Artificial superlattices have demonstrated many unique phenomena not found in bulk materials. For this investigation, SrTiO₃/SrRuO₃ paraelectric/metallic superlattices with various stacking periods were synthesized via pulsed laser deposition. A robust room-temperature ferroelectric polarization (∼46 μC/cm²) was found in the superlattices with 2 unit cell (u.c.) thick SrRuO₃ layers, despite the fact that neither SrTiO₃ nor SrRuO₃ is inherently ferroelectric. Results obtained from atomically resolved elemental mapping and X-ray photoelectron spectroscopy verified that oxygen vacancies accumulated at the SrTiO₃/SrRuO₃ interfaces, causing lattice distortions and increased tetragonality (c/a).
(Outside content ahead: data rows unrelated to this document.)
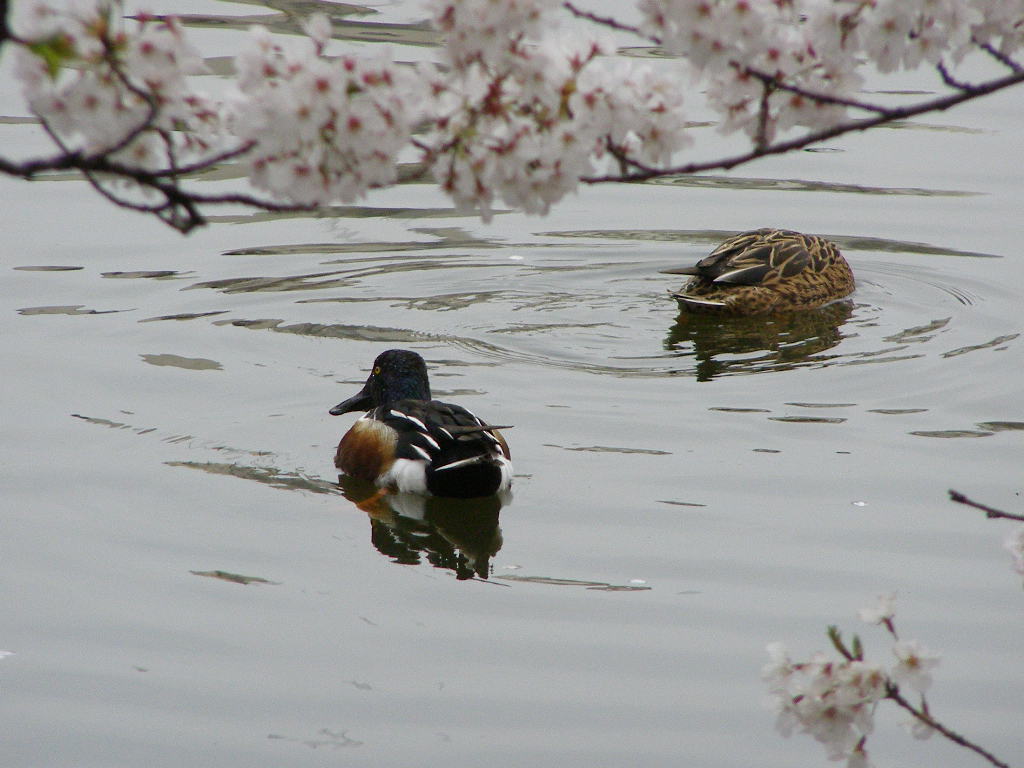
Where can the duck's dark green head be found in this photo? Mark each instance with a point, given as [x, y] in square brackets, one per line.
[396, 375]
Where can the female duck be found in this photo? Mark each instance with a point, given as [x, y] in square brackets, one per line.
[766, 270]
[411, 442]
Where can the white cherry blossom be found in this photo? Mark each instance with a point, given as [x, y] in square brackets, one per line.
[914, 665]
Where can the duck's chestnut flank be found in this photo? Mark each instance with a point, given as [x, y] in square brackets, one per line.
[411, 442]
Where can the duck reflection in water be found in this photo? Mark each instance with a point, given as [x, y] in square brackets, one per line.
[758, 343]
[459, 535]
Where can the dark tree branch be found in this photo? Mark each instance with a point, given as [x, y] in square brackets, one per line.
[922, 714]
[644, 173]
[606, 22]
[990, 512]
[999, 56]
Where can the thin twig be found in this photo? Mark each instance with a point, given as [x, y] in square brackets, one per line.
[990, 512]
[606, 22]
[892, 691]
[999, 56]
[823, 98]
[780, 147]
[952, 82]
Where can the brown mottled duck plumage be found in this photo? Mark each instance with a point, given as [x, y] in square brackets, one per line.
[766, 270]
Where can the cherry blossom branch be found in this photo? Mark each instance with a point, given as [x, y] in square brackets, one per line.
[990, 512]
[835, 699]
[999, 55]
[813, 137]
[518, 111]
[608, 22]
[924, 716]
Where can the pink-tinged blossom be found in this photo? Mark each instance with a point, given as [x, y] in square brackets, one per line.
[882, 612]
[322, 129]
[914, 664]
[116, 86]
[832, 699]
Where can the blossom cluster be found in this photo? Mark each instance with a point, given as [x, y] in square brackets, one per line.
[321, 128]
[834, 699]
[105, 87]
[771, 66]
[524, 110]
[519, 108]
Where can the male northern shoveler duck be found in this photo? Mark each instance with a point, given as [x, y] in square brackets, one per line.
[766, 270]
[411, 442]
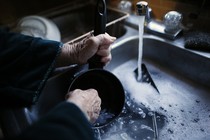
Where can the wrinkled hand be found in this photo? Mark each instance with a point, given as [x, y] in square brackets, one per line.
[88, 101]
[80, 52]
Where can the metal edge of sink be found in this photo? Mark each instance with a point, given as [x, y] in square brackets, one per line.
[197, 68]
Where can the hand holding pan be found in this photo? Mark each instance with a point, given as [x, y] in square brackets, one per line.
[109, 87]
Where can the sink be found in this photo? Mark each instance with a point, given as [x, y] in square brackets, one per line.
[177, 107]
[182, 79]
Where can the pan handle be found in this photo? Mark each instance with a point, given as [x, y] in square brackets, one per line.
[99, 28]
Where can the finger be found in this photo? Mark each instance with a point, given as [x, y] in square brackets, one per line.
[104, 39]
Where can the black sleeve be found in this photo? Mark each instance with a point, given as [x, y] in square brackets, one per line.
[64, 122]
[25, 64]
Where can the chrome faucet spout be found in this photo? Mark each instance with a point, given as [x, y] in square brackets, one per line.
[142, 8]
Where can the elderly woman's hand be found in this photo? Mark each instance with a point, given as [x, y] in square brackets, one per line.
[88, 101]
[80, 52]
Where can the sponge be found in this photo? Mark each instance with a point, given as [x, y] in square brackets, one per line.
[197, 41]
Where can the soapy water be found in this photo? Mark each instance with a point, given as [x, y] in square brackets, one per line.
[134, 123]
[187, 115]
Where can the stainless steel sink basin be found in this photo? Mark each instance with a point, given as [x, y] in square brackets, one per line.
[182, 78]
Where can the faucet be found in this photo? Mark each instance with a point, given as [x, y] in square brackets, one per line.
[144, 10]
[157, 27]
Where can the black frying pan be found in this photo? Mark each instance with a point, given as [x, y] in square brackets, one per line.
[108, 85]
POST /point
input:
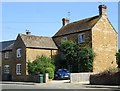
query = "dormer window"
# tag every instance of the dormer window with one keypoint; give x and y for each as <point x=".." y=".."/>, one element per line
<point x="18" y="53"/>
<point x="6" y="55"/>
<point x="81" y="38"/>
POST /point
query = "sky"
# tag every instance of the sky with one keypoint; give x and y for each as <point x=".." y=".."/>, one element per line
<point x="45" y="18"/>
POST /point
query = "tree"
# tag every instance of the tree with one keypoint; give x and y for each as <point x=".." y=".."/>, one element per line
<point x="118" y="58"/>
<point x="42" y="65"/>
<point x="78" y="55"/>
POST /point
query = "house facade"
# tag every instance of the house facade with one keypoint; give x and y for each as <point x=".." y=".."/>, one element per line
<point x="26" y="48"/>
<point x="97" y="32"/>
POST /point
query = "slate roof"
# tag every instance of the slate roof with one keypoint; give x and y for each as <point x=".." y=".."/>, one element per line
<point x="81" y="25"/>
<point x="6" y="45"/>
<point x="38" y="41"/>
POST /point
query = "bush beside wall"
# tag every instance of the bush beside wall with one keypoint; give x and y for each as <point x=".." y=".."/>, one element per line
<point x="105" y="79"/>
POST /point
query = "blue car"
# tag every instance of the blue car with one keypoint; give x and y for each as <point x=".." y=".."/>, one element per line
<point x="62" y="74"/>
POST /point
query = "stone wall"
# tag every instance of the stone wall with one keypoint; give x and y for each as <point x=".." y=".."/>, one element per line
<point x="104" y="44"/>
<point x="106" y="79"/>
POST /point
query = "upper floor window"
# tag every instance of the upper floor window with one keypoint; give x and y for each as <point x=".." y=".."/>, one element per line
<point x="64" y="39"/>
<point x="18" y="69"/>
<point x="18" y="52"/>
<point x="81" y="38"/>
<point x="6" y="69"/>
<point x="6" y="55"/>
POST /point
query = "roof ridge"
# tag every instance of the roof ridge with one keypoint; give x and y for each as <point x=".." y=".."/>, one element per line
<point x="77" y="26"/>
<point x="85" y="18"/>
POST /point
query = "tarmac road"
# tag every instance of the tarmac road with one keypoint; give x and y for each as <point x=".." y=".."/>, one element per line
<point x="55" y="85"/>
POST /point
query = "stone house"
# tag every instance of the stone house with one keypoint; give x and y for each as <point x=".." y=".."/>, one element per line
<point x="96" y="31"/>
<point x="26" y="47"/>
<point x="6" y="59"/>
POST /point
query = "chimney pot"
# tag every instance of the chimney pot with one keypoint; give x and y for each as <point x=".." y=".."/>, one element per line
<point x="28" y="33"/>
<point x="65" y="21"/>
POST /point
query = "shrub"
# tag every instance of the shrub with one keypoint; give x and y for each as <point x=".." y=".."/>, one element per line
<point x="109" y="71"/>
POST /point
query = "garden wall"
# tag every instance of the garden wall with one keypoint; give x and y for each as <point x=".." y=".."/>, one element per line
<point x="105" y="79"/>
<point x="80" y="77"/>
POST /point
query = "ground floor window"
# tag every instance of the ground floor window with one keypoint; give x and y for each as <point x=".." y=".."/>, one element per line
<point x="18" y="69"/>
<point x="6" y="69"/>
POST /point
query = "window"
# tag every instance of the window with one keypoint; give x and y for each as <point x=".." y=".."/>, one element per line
<point x="81" y="38"/>
<point x="18" y="52"/>
<point x="6" y="55"/>
<point x="6" y="69"/>
<point x="18" y="69"/>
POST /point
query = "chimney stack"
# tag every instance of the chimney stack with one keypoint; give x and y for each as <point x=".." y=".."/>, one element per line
<point x="65" y="21"/>
<point x="102" y="10"/>
<point x="28" y="33"/>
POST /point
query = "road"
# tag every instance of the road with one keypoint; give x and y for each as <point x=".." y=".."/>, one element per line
<point x="56" y="85"/>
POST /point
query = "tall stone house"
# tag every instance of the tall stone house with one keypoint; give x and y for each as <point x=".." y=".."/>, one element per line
<point x="96" y="31"/>
<point x="6" y="59"/>
<point x="26" y="48"/>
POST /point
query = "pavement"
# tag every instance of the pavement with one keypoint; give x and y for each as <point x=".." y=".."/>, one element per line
<point x="55" y="84"/>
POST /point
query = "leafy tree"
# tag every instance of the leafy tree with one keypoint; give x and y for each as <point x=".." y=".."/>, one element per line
<point x="118" y="58"/>
<point x="41" y="65"/>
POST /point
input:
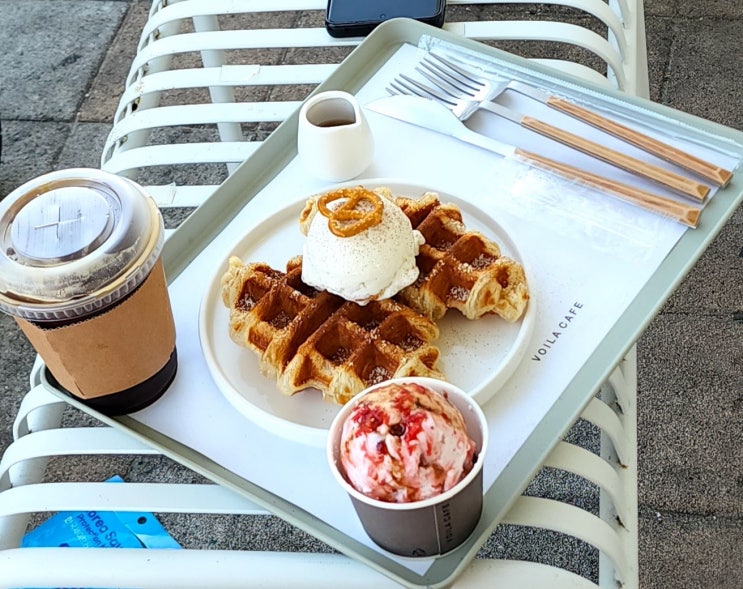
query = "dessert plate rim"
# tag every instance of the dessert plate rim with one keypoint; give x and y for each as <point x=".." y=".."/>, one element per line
<point x="305" y="417"/>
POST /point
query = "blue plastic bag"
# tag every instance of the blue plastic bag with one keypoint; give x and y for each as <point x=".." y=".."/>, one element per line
<point x="101" y="529"/>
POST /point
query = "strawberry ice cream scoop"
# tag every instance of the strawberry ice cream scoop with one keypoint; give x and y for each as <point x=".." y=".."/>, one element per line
<point x="404" y="443"/>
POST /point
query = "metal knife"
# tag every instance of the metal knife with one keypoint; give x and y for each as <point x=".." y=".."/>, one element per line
<point x="431" y="115"/>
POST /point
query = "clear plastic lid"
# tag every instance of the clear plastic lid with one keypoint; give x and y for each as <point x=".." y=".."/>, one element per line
<point x="74" y="242"/>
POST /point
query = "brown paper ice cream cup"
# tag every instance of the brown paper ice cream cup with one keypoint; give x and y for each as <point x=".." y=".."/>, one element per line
<point x="421" y="528"/>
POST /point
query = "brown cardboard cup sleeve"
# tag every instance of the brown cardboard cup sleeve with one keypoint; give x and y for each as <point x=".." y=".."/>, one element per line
<point x="114" y="350"/>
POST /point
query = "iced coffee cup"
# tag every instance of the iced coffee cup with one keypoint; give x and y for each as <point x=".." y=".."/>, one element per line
<point x="81" y="272"/>
<point x="409" y="452"/>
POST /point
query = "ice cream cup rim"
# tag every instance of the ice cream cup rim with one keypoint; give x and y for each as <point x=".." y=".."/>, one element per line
<point x="434" y="384"/>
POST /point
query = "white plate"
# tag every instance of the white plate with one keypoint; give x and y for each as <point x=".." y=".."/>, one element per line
<point x="478" y="356"/>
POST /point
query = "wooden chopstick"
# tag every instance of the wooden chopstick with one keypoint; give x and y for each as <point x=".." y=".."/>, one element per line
<point x="686" y="186"/>
<point x="715" y="174"/>
<point x="683" y="213"/>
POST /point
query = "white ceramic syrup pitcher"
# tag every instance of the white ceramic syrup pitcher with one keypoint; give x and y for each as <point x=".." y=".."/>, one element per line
<point x="333" y="137"/>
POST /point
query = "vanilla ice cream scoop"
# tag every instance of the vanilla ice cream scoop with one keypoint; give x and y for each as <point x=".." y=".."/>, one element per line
<point x="375" y="263"/>
<point x="405" y="442"/>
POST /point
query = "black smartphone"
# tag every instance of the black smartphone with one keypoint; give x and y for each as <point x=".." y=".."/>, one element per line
<point x="357" y="18"/>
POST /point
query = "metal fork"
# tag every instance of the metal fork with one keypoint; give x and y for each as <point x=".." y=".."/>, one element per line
<point x="448" y="90"/>
<point x="479" y="88"/>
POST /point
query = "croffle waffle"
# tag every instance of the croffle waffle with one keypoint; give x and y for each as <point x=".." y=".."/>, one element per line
<point x="309" y="338"/>
<point x="460" y="268"/>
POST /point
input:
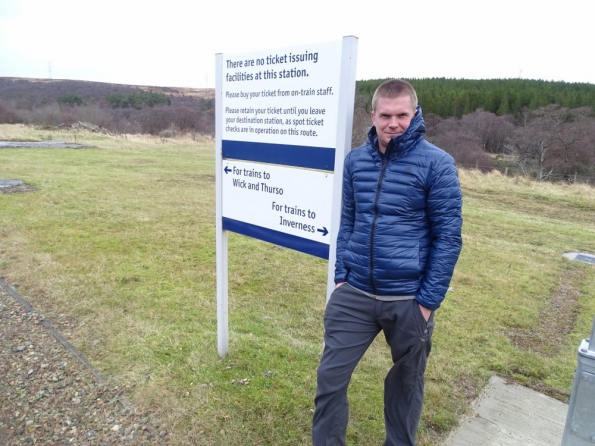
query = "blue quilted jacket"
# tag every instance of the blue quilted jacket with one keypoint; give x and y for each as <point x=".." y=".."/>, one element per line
<point x="400" y="232"/>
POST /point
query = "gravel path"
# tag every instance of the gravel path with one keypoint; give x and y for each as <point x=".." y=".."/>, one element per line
<point x="49" y="397"/>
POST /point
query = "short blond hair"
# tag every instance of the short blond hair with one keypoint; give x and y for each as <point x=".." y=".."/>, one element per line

The observed ferroelectric responses can be mainly attributed to the broken spatial inversion symmetry induced by the ordered distribution of oxygen vacancies at the SrTiO₃/SrRuO₃ interfaces, coupled with the triggering of external electric field. The resulting polarization mechanism induced by oxygen vacancies suggests viable ways for improving the electrical properties of ferroelectric materials, with the goal of expanding the functionality of a range of electronic devices.